Somehow this almost feels like a prelude to the writing prompt I wrote yesterday. Or the start of a horror story. I won’t know until I push further than the fifteen minutes the timer gave me. It is something I will be thinking about over my coffee though.
Tuesday, March 7th: I have not given up on you.
“I have not given up on you,” he said. She smiled wanly and watched him turn an leave her cubicle. She knew he meant it to be encouraging. He knew that she could do it. She knew she was supposed to be elated, filled with pride and ready to take on the assigned task.
The task she told him she did not have the time to add to her schedule.
Anna was so tired that she couldn’t even drum up enough energy to be irritated. Later, when she finally made it home she would pour herself a nice glass of wine, lean back on the couch and sip it slowly over the course of an hour as she gathered enough energy to make dinner. Then as she ate she would wonder why it was she hadn’t made it to the gym in more than six months and was slowly seeing the scale increase. Then she would remember work and be annoyed.
Resigned to the fact that this project, along with all of the others that were dumped on her already overly full schedule was now hers, He rubbed her eyes and then reached for the folder. She opened it and flipped through. In truth she hadn’t really been listening when her supervisor told her about it. Her mind was running through the other projects she had to get done and wishing that he would just go away so she could get back to work.
As Anna skimmed the pages, she realized it was not only a project that was not in her usual scope of work, but that it would require a lot of set up. She closed the file and set it to the side. She resigned herself to staying late tonight. If she worked through lunch she could make enough headway by the end of the day that she could leave it in a good place for the night. She could then stay an extra hour and set up the new project so that it would not completely destroy her existing schedule when it was added to the morning.

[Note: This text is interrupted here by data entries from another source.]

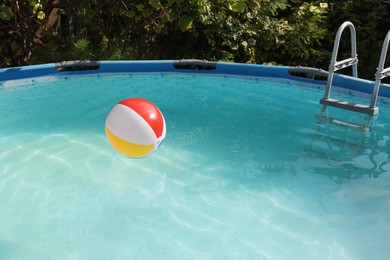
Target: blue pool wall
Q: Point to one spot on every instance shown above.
(167, 66)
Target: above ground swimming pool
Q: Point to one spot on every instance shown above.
(252, 167)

Over the past few months her schedule had become a delicate balancing act. She liked to think of it as mental Jenga. ‘At least my brain is getting a workout even if my body isn’t,’ she thought.

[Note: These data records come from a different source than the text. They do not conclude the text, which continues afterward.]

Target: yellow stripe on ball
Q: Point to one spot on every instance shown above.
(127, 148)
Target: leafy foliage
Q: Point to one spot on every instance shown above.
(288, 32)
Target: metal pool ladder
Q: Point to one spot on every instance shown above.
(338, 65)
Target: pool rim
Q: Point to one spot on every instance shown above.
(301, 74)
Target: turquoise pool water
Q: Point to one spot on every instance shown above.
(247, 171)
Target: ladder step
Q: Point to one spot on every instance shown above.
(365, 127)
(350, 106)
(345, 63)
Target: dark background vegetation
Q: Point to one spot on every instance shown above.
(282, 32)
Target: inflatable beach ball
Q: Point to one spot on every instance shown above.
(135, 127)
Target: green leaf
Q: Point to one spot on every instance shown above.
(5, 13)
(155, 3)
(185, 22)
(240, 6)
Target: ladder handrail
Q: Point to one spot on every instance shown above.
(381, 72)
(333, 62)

Anna set the thought aside and dove back into her work pushing hard for progress. Lunch time came around and she dimly registered the noise as the others gathered their things. It sounded like a group lunch. She had not been part of the group in a while. When she started there was a group that went out once a week. She was a part of that group and enjpoyed the coraderie of her coworkers. But one by one those people left and new people replaced them. This lot went out to lunch daily, something her schedule would never allow, and she never really felt welcome even when she did tag along.
She chalked it up to different personalities and was at least grateful that when they were gone, the office was much quieter. She had a full hour, if not an hour and a half depending on where they chose for lunch, of near silence in which to work. Anna ignored the instinctual feeling of being left out and dove into her project.
“Maybe if I get far enough in I won’t have to stay too late tonight.” She told herself.
By the time others trouped back in, Anna made great headway in her project and was starting to see the end of it. She knew she had other things demanding her attention, but the urge to clear it off of her desk completely was too strong to resist so she continued. Just as the others started to gather their things for the end of the day, she completed the project. Anna heaved a sign of relief as she closed it out and sent in the final details to the main server. As the others left, she reached for the new project. Maybe set up wouldn’t be as bad as she thought. She opened the file and began to input the details.
It was slow going as it wasn’t normally a database she worked with and it took her a wile to learn familiarity with the system. Finally she was through. She checked her watch. It was later than she thought.
“Damn,” she said. She hurried to close everything down. She often stayed late, but didn’t like staying quite this late. Outside, the sun was going down and darkness was creeping into the parking lot.